CS35: Edge and spectrum of heterogeneous ensembles
date: 7/14/2025, time: 16:00-17:30, room: IM WS
Organizer: Arijit Chakrabarty (Indian Statistical Institute)
Chair: Dipankar Bandyopadhyay (Virginia Commonwealth University)
Free denoising
Kamil Szpojankowski (Warsaw University of Technology)
We study the free analogue of the classical statistical denoising problem. Let \(a\) and \(b\) be free selfadjoint noncommutative random variables in a tracial \(W^*\)-probability space, where \(a\) represents the signal and \(b\) the noise. Our goal is to compute the conditional expectation of \(a\) (or more generally \(f(a)\)) given \(a+b\). To do this, we introduce a coupling between the distributions of \(a\) and \(a+b\) and show that it is absolutely continuous with respect to the product measure of the marginal distributions. A similar approach applies to the multiplicative case. More generally, we consider the conditional expectation of \(a\) given \(P(a,b)\), for any noncommutative polynomial \(P\), and show that it can be addressed using the c-freeness framework of Bożejko, Leinert, and Speicher. We conclude with applications of our results to matrix denoising.
Bibliography
\([1]\) M. Fevrier, A. Nica, K. Szpojankowski. (2024). Free denoising via overlap measures and c-freeness techniques. arXiv.org:2412.20792.
Geostatistical modeling of positive definite matrices, with an application to diffusion tensor imaging
Dipankar Bandyopadhyay (Virginia Commonwealth University)
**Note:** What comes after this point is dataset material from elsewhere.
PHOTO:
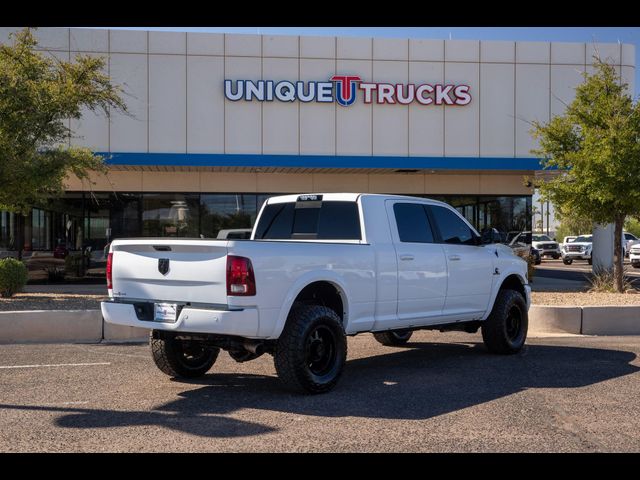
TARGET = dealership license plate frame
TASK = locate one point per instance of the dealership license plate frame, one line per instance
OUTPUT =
(165, 312)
Geostatistical modeling for continuous point-referenced data has been extensively applied to neuroimaging, because it produces efficient and valid statistical inference. However, diffusion tensor imaging (DTI), a neuroimaging characterizing the brain’s anatomical structure, produces voxel-level positive definite (p.d) matrices. Current geostatistical modeling has not been extended to p.d matrices as introducing spatial dependence among positive definite matrices properly is non-trivial. In this paper, we use the spatial Wishart process, a spatial stochastic process (random field), where each p.d matrix-variate response marginally follows a Wishart distribution, and the spatial dependence is induced by latent Gaussian processes. This process is valid on an uncountable collection of spatial locations and is almost surely continuous, leading to a flexible way of modeling spatial dependence. Motivated by a DTI dataset of cocaine users, we propose a spatial matrix-variate regression model based on the spatial Wishart Process (sWP). However, a shortcoming of the sWP is the lack of a closed-form density function. Hence, we propose some approximations to obtain a feasible Cholesky decomposition model, and show that the Cholesky decomposition model is asymptotically equivalent to the sWP model. A local likelihood approximation technique is employed to achieve fast computation. Simulation studies and application to the motivating DTI data demonstrate that the Cholesky decomposition process model produces reliable inference, and improved performance, compared to existing alternatives.